We’ve all heard the above saying, but what most people don’t know is that the sentence actually doesn’t end there. In truth, the entire expression reads: “jack of all trades, master of none, oftentimes better than a master of one!” That’s the story of our latest featured Neat Video user. He wears many hats and brings complimentary skills to a wide range of tasks.

53 year old Rabbe Sandelin lives in Helsinki, Finland with his wife and 5 year old son. He has two adult children from a previous marriage, who now live in Sweden. Summer is nice in Finland, but the winters are often long and dark. Despite this, Rabbe has never felt the urge to leave his native country. Although film is only part of his work, he’s hardly a newcomer to the word of cinematography. His interest in film burgeoned as a child in the late 1970’s.

“Moving pictures have always been part of my life,” says Rabbe. “My mother worked in television and when I was around 11 or 12, she showed me a very technical book called ”Principles of Cinematography” by Leslie Wheeler,” he recalls. “It’s still on my bookshelf along with around 5 meters of other film literature. I was immediately hooked on the technical aspects of filmmaking and I started filming my own 8 mm films.”

Rabbe isn’t your typical film maker. A true jack of all trades, where most people are satisfied to specialize, he gets stuck into a diverse range of activities. He edits a magazine, produces books, designs layouts and does lots of image editing. Each of these activities requires a unique and specialized skill set on its own.
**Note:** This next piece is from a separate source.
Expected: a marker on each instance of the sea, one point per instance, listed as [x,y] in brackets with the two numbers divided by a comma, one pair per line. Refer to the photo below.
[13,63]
And it’s not everyone who can stretch their skills to the visual and literary limits to create quality products. Yet, Rabbe does this and in addition, like many people in many professions he is finding that the need to produce video work is creeping evermore into his daily job.

Says Rabbe, “Video is an increasing part of what I do. In my regular daytime work I film and edit short clips for a non-profit cultural association, mainly for distribution on Facebook and YouTube.”

Rabbe works for an association that runs literary competitions, rewarding people with scholarships. He uses video clips to get people on social media excited about the work they do.

“Usually we shoot and edit a 30-40 second clip and publish it on the web during one or two days. The people we interview come from our own organization or associated projects or competitions.”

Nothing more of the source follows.